Agora, na última semana, houve outro avanço do debate mundial, quando um grupo de acadêmicos, jornalistas e diretores de mídia lançou um manifesto a favor da remuneração ao jornalismo por plataformas.
Entre os princípios defendidos pelos signatários – que incluem nomes como o economista Joseph Stiglitz e a professora de Columbia Anya Schiffrin, idealizadora da iniciativa –, estão a igualdade de critérios para todos os veículos, a transparência sobre os acordos e a necessidade de garantir pluralidade e apoio a veículos pequenos e médios.
O documento foi elaborado naquele mesmo congresso na África do Sul e conta com assinaturas de pessoas e instituições de dezenas de países – do Senegal à Nigéria, do Reino Unido ao Mali. Aqui no Brasil, ele é assinado por esta ex-lobista que vos escreve, além da própria Ajor e do Instituto Vladimir Herzog.

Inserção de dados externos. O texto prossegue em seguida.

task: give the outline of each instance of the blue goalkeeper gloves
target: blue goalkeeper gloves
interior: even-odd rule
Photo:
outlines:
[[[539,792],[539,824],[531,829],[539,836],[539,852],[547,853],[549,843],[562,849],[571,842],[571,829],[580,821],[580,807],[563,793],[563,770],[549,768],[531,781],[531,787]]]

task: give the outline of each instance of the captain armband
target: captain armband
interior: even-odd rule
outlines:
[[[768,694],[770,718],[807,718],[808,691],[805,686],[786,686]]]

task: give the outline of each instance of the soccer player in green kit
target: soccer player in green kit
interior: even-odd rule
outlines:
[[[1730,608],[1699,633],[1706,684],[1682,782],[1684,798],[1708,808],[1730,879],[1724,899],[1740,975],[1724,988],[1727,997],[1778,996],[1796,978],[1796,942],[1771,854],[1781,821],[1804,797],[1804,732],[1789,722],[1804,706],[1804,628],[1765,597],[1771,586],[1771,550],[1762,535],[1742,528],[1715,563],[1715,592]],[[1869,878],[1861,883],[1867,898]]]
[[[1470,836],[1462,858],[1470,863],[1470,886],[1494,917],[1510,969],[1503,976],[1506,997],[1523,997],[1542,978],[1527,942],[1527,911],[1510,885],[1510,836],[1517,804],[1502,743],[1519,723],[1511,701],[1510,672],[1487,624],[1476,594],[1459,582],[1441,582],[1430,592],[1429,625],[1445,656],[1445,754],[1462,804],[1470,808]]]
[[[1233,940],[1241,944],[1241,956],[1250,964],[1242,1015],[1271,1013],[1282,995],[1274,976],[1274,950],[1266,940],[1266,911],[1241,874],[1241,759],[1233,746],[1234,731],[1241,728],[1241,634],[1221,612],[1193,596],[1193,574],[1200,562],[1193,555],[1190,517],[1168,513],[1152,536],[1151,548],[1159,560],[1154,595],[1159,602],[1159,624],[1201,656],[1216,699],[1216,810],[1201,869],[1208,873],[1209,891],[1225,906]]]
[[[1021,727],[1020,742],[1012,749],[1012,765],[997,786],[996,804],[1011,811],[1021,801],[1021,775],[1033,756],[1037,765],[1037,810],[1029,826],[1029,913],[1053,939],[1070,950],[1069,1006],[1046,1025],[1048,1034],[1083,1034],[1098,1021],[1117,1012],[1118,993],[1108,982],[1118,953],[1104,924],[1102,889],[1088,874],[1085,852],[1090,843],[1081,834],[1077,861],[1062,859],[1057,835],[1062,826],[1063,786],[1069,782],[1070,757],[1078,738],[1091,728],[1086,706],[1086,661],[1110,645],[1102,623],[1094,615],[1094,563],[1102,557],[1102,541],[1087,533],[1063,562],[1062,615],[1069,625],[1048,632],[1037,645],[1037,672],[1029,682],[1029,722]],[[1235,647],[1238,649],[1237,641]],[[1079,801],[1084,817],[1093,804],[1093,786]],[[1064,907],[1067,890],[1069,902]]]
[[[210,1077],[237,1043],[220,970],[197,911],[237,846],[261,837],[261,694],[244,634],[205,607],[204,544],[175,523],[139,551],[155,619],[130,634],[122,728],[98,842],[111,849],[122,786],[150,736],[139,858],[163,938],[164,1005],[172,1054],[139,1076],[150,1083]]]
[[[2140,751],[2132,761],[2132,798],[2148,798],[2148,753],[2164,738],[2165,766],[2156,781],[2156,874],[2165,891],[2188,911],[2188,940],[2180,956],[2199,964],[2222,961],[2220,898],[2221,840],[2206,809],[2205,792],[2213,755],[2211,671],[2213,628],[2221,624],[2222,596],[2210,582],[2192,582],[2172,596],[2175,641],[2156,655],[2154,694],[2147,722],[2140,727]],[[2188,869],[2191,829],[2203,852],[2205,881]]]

Alguns dos defensores mais aguerridos da proposta foram, para minha surpresa, aqueles que menos se beneficiarão: os pequenos veículos da Austrália, que já conseguiram não só passar a lei como assinar contratos de financiamento com as Big Techs. Nelson Yap, dono de um site sobre assuntos imobiliários, me contou como ele e outros diretores de pequenos veículos tiveram que formar uma associação para serem recebidos pelas plataformas. “Antes eles nem respondiam a nossos emails.” Mesmo assim, ele diz que a lei beneficiou, sim, os pequenos sites, ao contrário do que alegam as plataformas pelo mundo afora – inclusive aqui no Brasil. Por isso, tem viajado para congressos para combater o que ele chama de “fake news” da indústria tecnológica. Seu site, por exemplo, conseguiu aumentar a equipe de dois para seis funcionários.
“Não acredite neles”, disse. “Os veículos menores precisam se organizar para garantir que todos vão conseguir uma compensação justa.”